The update also introduces three new examples (47–49) to illustrate the application of the subject matter eligibility analysis to three sets of AI related claims. The examples include various AI technologies. Example 47 relates to an artificial neural network for anomaly detection, Example 48 relates to deep learning for signal processing, and Example 49 relates to a machine learning model for personalizing medical treatment. Each of the examples features eligible and ineligible claims.
In the Examples, claims are eligible when they (i) recite specific hardware implementations, (ii) apply abstract ideas using particular techniques that improve a technology, or (iii) involve particular implementations of machine learning models in practical applications that have “meaningful limits.” The Examples illustrate how including specific technical details about the structure, training, or implementation of AI models can transform an otherwise ineligible claim into an eligible one by demonstrating a practical application that improves technology.
Based on the update, applicants should consider the examples when drafting new applications and during prosecution when facing abstract idea rejections. For example, aligning an overall claim structure to one of the examples may help an eligibility argument. Furthermore, the update clearly demonstrates the importance of describing, in the specification, how the claimed invention improves existing technology. Detailed specifications are also helpful to support arguments that a claimed AI invention cannot practically be performed in a human mind and also to show that the claims provide a particular solution to a problem and not just the idea of a solution.
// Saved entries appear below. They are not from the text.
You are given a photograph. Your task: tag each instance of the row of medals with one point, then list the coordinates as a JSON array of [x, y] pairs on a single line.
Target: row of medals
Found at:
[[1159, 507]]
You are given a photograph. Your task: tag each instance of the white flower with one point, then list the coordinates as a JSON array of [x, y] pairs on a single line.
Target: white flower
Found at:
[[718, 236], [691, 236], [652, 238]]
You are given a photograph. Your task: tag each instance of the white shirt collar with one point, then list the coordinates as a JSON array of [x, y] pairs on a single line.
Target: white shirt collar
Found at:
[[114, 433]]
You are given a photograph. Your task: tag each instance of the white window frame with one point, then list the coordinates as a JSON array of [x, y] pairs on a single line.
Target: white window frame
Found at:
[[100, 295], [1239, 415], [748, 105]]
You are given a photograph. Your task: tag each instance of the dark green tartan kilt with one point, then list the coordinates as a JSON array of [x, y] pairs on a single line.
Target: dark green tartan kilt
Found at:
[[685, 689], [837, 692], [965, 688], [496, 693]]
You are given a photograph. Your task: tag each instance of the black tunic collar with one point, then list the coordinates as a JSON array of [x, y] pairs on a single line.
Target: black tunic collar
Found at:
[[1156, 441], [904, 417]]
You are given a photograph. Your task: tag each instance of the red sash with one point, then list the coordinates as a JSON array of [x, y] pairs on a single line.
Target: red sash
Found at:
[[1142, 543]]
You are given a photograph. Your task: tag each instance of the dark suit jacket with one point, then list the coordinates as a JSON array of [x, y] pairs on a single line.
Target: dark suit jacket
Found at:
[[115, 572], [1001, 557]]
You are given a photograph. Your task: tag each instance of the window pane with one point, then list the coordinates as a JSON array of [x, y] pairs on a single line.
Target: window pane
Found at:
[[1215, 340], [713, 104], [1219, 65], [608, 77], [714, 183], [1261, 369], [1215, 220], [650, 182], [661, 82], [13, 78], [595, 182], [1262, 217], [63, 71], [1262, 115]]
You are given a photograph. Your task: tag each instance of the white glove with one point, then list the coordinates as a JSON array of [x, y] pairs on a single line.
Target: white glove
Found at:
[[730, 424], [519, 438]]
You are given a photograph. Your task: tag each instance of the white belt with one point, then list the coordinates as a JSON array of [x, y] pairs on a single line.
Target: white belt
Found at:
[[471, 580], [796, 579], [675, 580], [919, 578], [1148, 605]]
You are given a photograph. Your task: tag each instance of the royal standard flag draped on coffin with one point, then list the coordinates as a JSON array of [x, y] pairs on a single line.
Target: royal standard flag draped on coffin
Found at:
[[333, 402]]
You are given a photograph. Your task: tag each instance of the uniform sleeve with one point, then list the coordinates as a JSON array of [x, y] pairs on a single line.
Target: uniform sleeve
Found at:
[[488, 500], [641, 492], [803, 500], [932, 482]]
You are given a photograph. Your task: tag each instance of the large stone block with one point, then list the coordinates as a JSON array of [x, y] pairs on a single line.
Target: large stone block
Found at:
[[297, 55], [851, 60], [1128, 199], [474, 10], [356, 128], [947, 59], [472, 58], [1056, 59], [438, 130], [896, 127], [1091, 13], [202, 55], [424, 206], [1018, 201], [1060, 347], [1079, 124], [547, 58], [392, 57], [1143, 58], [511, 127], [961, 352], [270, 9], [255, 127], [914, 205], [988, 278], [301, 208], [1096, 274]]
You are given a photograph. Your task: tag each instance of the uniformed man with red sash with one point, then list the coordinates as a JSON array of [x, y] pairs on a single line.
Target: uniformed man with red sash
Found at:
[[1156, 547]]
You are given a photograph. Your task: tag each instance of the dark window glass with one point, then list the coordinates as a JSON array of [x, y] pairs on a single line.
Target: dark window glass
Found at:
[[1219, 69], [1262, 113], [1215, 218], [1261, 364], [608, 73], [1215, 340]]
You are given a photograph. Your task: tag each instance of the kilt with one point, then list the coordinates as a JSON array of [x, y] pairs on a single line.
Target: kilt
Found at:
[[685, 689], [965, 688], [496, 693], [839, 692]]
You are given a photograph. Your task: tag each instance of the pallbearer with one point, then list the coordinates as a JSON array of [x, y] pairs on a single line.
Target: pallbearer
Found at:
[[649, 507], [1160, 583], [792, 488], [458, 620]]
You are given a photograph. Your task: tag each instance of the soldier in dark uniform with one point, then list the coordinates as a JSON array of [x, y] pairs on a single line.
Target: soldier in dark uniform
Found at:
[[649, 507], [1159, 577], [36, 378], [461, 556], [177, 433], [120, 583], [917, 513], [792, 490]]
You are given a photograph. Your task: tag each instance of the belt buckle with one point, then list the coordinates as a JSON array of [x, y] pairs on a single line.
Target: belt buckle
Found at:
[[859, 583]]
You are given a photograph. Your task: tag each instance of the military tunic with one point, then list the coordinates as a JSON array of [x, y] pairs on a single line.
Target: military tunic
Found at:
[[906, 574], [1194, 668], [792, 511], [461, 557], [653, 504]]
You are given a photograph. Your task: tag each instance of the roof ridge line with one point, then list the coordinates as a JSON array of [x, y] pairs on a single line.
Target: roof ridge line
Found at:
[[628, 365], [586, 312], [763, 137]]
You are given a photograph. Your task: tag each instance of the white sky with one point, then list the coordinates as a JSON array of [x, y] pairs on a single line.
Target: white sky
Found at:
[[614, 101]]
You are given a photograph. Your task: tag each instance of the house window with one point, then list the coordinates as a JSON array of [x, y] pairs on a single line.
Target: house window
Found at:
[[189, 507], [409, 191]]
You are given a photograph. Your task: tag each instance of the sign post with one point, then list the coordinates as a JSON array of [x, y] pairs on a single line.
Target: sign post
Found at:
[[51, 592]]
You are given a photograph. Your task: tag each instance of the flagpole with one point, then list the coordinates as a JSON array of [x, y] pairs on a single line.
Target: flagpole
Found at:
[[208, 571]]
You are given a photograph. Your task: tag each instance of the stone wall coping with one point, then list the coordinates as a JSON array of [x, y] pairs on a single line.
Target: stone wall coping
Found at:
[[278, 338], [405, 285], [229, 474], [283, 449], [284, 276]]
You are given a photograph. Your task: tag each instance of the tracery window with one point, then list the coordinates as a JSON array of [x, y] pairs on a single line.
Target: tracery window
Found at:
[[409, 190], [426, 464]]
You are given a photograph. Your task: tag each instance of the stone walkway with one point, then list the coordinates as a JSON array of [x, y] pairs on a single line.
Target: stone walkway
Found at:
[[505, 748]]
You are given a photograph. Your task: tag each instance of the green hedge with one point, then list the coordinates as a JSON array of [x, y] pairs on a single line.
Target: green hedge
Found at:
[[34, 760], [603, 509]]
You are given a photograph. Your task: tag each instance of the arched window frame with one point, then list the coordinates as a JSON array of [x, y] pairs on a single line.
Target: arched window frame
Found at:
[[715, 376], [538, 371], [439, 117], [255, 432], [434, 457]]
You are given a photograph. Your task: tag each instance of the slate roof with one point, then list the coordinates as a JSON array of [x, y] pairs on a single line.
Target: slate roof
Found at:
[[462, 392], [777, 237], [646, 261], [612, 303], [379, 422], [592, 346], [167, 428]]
For example, describing an AI-based invention at a high level (e.g., without details of the specific model used, how the model is trained, and the like) may undermine later arguments that the invention provides a particular solution to a problem and may limit potential claim amendments to not only overcome cited art but also overcome an abstract idea rejection.
It is important to note that the update does not have the force of law, and the courts continue to wrestle with this issue. However, inventors seeking protection for AI-based inventions may at a minimum appreciate that the USPTO considers AI inventions to be critical technologies and will continue to tackle questions and challenges for protecting such inventions.